Un apunte para un recorrido socio‑histórico

 

Comencemos esta propuesta de lecturas por los márgenes para llegar a la educación. El volumen 3 de la Historia de la vida privada (Del Renacimiento a la Ilustración) dirigida por PHILLIPE ARIES y GEORGES DUBY (1989) (Taurus), supone una excelente introducción para conocer cómo entre los siglos XVI y XVII tiene lugar una serie de cambios que muestran una actitud nueva frente al cuerpo. Actitud que lleva consigo nuevas maneras (civilidad), que valoran el pudor, la ocultación y el disimulo. Esta actitud se ve acompañada por el gusto por la soledad, la amistad y la revalorización del espacio interior de la casa. Todo esto tiene como consecuencia la irrupción de la experiencia de "intimidad" y un cierto individualismo en las costumbres, a partir de la cual comienza a marcarse la diferencia entre lo privado y lo público. Diferencia que se ve acompañada de la necesidad de reflexionar sobre el "sí mismo" y hacerlo público. Fenómeno que se proyectará en las "confesiones" que verán la luz en el siglo XVIII. La mirada sobre "uno mismo" parece que sirve de punto de partida para dejar de mirarse como parte de una colectividad, incluso en un ámbito más próximo como es el de la familia y pasar a un terreno más íntimo, en el que el individuo "toma consciencia de si”.

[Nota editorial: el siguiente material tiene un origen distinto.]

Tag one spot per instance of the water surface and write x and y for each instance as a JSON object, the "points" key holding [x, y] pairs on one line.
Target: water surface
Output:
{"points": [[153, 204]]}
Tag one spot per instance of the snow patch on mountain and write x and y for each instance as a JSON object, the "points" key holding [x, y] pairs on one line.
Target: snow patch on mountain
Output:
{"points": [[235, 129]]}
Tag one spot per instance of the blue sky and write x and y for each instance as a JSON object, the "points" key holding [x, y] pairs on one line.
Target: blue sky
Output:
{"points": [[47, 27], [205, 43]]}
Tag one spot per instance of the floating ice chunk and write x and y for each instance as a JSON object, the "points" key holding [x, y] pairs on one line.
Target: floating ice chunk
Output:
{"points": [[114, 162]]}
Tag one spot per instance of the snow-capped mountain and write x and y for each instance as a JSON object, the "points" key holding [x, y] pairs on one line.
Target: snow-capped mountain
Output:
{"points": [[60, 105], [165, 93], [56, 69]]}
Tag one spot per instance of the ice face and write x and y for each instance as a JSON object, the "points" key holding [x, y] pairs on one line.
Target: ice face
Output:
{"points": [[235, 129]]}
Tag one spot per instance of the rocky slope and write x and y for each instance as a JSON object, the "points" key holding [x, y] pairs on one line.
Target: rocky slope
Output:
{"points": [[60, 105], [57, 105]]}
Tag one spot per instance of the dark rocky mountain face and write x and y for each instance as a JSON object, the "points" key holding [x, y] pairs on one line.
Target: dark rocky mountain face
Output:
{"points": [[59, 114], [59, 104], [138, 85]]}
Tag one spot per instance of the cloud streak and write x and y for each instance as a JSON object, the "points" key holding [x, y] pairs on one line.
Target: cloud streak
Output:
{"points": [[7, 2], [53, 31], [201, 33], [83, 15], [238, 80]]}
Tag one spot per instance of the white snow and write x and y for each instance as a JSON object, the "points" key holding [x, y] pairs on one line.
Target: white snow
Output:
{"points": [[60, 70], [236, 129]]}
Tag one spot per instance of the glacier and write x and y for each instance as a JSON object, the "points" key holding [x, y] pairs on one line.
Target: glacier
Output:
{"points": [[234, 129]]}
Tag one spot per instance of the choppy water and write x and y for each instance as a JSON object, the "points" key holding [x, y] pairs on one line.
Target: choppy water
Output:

Sin abandonar la dimensión histórica, aunque utilizando categorías sociológicas (mejor, arqueológicas como el título destaca y el propósito foucaultiano que les guía hace patente) JULIA VARELA y FERNANDO ÁLVAREZ‑URIA ( 1991 ) nos presentan en Arqueología de la Escuela (La Piqueta) ejemplos de cómo esta institución ha contribuido a mucho más que enseñar contenidos. Estos ejemplos que van desde las representaciones de la infancia en los siglos XVI y XVII, la fabricación de sujetos dóciles y útiles durante la Ilustración, la escuela obligatoria como forma de civilización del niño obrero, hasta los presupuestos igualitaristas y las bases psicologistas de la recientes reformas educativas, nos muestran una dimensión de la escolarización que en los últimos tiempos parece caer en el olvido. Al hacerlo nos alejamos de poder comprender muchos de los fenómenos que hoy parecen inquietar al profesorado, a las familias y que, en ocasiones, saltan a la opinión pública: desinterés, desmotivación o agresiones por parte del alumnado. Quizá sea hora de cambiar la "cultura de la queja" y comenzar a pensar que si la Escuela como institución no cambia en sus discursos y prácticas actuales (que fueron pensados hace más de doscientos años) difícilmente se podrá comprender que estamos antes otros "sujetos" en una sociedad que también ahora se muestra como diferente a la de entonces o a aquella en la que la mayoría de los docentes fueron escolarizados.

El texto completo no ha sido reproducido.